Un rendement «se rapprochant des excellent résultats de 2019». La DGFiP est plus que satisfaite de son cru 2021 des contrôles fiscaux, qui a fait rentrer 10,7 milliards d'euros dans les caisses de l'Etat (pour 13,4 milliards d'euros de redressements notifiés) contre 7,8 milliards d'euros en 2020. Le millésime, qui se rapproche du record des 11 milliards d'euros de 2019, a été particulièrement servi par la fraude à la TVA côté entreprises (135.535 contrôles) et la fraude patrimoniale côté particuliers (75.358 contrôles). 


Source : DGFiP

Une surveillance en voie de digitalisation

Ce résultat n'est pas uniquement le fruit d'une intensification des contrôles post-crise sanitaire, mais aussi du recours au data mining pour améliorer le ciblage. Les productions issues du projet ciblage de la fraude et valorisation des requêtes (CFVR) ont représenté en 2021 plus de 44% de la programmation du contrôle fiscal, avec un objectif de 50% en 2022. Le projet Foncier innovant, une expérimentation lancée en octobre 2021 dans neuf départements, est le parfait exemple de cette automatisation du contrôle : à l'aide de photographies aériennes de l'IGN et d'algorithmes, la DGFiP peut détecter les piscines (et à terme les autres bâtis) dont les propriétaires fraudent la taxe foncière. 

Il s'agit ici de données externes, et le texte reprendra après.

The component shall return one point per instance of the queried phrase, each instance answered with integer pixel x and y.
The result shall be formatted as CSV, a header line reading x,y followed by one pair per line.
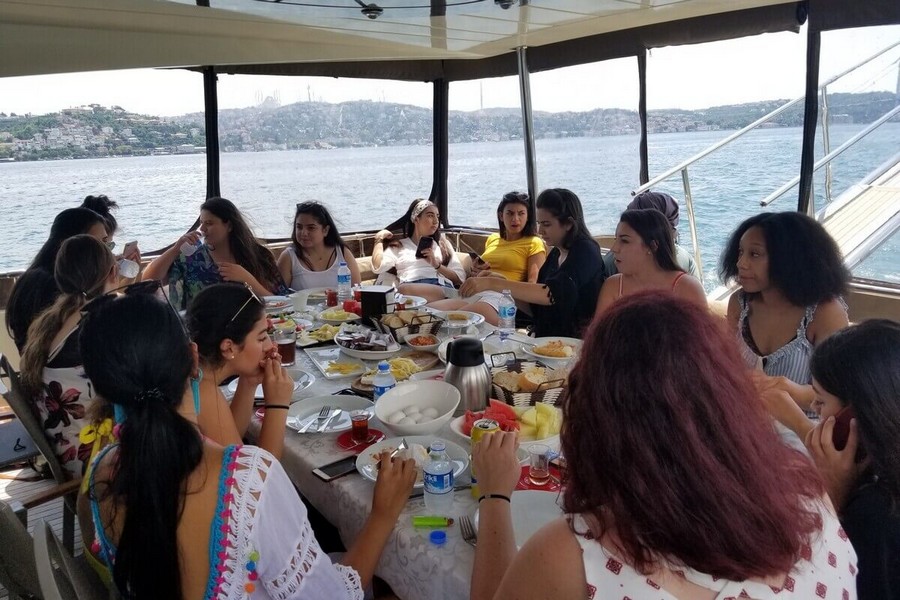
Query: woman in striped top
x,y
792,278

La digitalisation améliore également la coopération entre administrations transfrontalières grâce à l'échange automatisé des données relatives aux «montages transfrontières potentiellement agressifs au plan fiscal»​, indique dans son bilan annuel la DGFiP. 

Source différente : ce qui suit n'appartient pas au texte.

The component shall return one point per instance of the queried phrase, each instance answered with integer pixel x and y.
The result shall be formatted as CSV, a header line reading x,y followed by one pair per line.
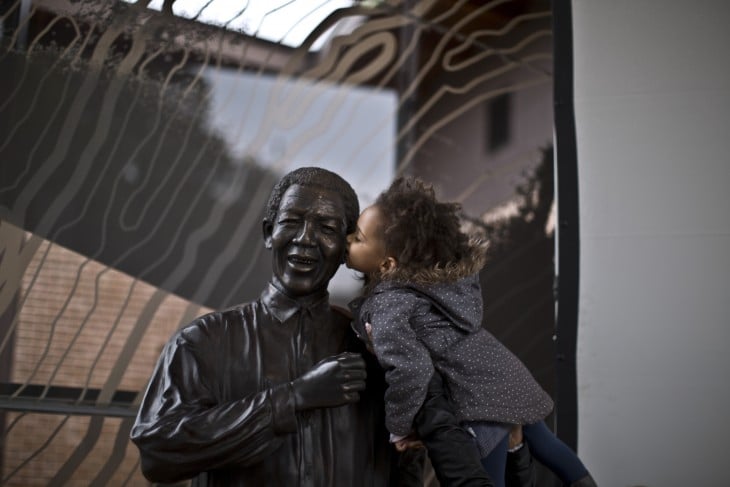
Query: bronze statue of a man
x,y
277,391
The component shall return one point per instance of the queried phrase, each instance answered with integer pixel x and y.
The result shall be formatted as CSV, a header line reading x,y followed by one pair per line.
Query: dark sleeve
x,y
181,430
520,471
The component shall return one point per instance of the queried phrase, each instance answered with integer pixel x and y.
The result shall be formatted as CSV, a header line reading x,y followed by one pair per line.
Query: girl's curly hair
x,y
420,231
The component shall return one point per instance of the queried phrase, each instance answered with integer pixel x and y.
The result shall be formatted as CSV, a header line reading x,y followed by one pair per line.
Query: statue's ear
x,y
268,229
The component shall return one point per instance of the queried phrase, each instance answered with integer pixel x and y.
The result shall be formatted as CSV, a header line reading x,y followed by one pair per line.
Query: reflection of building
x,y
114,158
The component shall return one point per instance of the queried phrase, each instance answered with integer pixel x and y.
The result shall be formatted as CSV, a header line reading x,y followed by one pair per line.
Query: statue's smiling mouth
x,y
302,261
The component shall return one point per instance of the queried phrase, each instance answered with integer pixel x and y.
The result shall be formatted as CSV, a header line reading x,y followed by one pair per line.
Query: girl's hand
x,y
410,441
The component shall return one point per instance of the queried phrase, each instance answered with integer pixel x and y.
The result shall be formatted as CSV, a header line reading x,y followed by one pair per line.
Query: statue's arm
x,y
181,430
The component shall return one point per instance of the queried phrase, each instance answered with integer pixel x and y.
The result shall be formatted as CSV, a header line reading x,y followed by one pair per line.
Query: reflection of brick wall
x,y
76,317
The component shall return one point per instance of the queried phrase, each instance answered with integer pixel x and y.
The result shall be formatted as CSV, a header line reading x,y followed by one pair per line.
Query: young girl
x,y
423,307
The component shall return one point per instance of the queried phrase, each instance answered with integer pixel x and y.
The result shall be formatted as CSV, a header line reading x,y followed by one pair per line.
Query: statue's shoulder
x,y
341,312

Un pôle dédié, le pôle national de contrôle à distance (PNCD), a été mis sur pied en septembre. «Il doit permettre d’associer modernisation de l’action publique, recours à l’intelligence artificielle avec une meilleure garantie du droit à l’erreur», affirme le fisc qui prévoit d'en faire émerger cinq autres d'ici 2023. 


Source : DGFiP

Un renforcement de l'action judiciaire du fisc

Le nombre de dénonciations obligatoires au Parquet de la DGFiP a connu une augmentation de 25% entre 2019 (965) et 2021 (1.217). A l'inverse, le nombre de plaintes pour fraude fiscal s'effondre (de 672 à 286), de même que les plaintes pour escroquerie (de 127 à 72 après un pic à 212 en 2020). 

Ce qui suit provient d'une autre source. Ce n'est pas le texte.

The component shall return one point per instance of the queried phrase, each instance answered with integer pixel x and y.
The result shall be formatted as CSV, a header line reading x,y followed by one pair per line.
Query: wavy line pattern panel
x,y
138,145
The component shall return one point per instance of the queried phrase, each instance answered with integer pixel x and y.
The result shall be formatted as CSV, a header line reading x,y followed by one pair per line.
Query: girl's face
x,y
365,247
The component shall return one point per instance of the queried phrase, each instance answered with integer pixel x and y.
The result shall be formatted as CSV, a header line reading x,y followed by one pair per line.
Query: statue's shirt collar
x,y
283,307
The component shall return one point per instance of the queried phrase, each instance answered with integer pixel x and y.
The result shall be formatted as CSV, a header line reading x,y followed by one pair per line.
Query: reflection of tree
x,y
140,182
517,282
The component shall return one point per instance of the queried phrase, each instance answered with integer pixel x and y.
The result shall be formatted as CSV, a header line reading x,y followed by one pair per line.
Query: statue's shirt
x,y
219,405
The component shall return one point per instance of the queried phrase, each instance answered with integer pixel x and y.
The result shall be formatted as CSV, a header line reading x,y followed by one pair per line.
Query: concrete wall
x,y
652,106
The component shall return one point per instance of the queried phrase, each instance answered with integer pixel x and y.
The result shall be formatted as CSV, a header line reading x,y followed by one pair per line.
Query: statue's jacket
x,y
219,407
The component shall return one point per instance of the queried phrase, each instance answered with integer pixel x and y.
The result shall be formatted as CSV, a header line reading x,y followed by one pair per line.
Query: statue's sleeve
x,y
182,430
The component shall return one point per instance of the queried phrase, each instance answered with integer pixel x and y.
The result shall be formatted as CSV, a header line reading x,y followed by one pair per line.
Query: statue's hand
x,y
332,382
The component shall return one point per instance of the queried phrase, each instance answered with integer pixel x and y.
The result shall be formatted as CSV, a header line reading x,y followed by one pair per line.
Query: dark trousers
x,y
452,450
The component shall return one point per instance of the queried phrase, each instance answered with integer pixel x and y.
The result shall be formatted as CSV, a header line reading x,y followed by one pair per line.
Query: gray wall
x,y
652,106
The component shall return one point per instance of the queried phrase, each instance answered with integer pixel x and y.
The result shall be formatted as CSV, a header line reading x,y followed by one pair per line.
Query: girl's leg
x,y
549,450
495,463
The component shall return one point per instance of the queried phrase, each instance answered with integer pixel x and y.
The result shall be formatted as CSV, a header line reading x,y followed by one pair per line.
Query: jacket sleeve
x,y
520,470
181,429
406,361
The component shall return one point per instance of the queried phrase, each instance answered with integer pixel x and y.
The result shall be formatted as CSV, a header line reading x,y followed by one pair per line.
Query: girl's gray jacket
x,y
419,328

Une intensification de l'accompagnement fiscal personnalisé

Côté préventif, la DGFiP a délivré 20.000 rescrits, des documents opposables en cas de contrôle qui permettent au contribuable de connaître l'interprétation du fisc au regard de sa situation. Depuis janvier 2021, les entreprises ont également la possibilité de demander à un prestataire de réaliser un examen de conformité fiscale (ECF). En cas de contrôle futur, l'ECF exonère des intérêts de retard et des pénalités d'assiette en cas de rappel sur un point validé conforme par le prestataire. La DGFiP est aussi présent en amont avec les entreprises par le biais du contrôle fiscal personnalisé, qui a bénéficié à 827 PME. Dix nouveau groupes ont signé un partenariat fiscal (dédié aux grandes entreprises et ETI).